The award is handed out by a committee of the Norwegian parliament and the winners since 1998, including the citations given by the academy, were:

2008 – Martti Ahtisaari, Finnish ex-president and veteran peace broker was awarded the prize, with the Nobel Committee citing his efforts to solve conflicts on several continents and over three decades.

2007 – Former US vice president Al Gore and the UN’s Intergovernmental Panel on Climate Change (IPCC) – “for their efforts to build up and disseminate greater knowledge about man-made climate change, and to lay the foundations for the measures that are needed to counteract such change”.

2006 – Economic expert Muhammad Yunus and founder of the Grameen Bank, Bangladesh, and the Grameen Bank – “for their efforts to create economic and social development from below”.

2005 – The UN International Atomic Energy Agency, Vienna, and IAEA General Secretary Mohamed ElBaradei – “for their efforts to prevent nuclear energy from being used for military purposes and to ensure that nuclear energy for peaceful purposes is used in the safest possible way”.

2004 – Wangari Muta Maathai, Kenya – “for her contribution to sustainable development, democracy and peace”.

2003 – Shirin Ebadi, Iran – “for her efforts for democracy and human rights.

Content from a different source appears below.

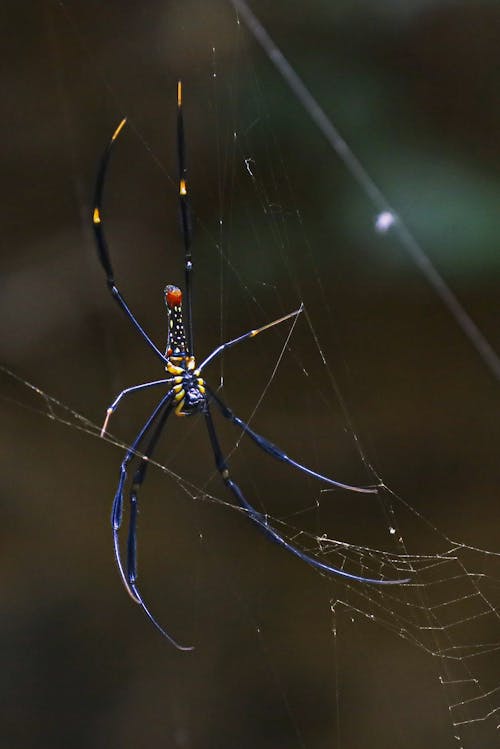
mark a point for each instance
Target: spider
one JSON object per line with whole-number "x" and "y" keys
{"x": 187, "y": 394}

She has focused especially on the struggle for the rights of women and children”.

2002 – Former US president Jimmy Carter – “for his decades of untiring effort to find peaceful solutions to international conflicts, to advance democracy and human rights, and to promote economic and social development”.

2001 – The UN, and former UN General Secretary Kofi Annan of Ghana – “for their work for a better organised and more peaceful world”.

2000 – Former president of South Korea Kim Dae-Jung – “for his work for democracy and human rights in South Korea and in East Asia in general, and for peace and reconciliation with North Korea in particular”.

1999 – Doctors without Borders (Medecins sans frontieres), Geneva – “in recognition of the organization’s pioneering humanitarian work on several continents”.

1998 – John Hume and David Trimble, Britain – “for their efforts to find a peaceful solution to the conflict in Northern Ireland”.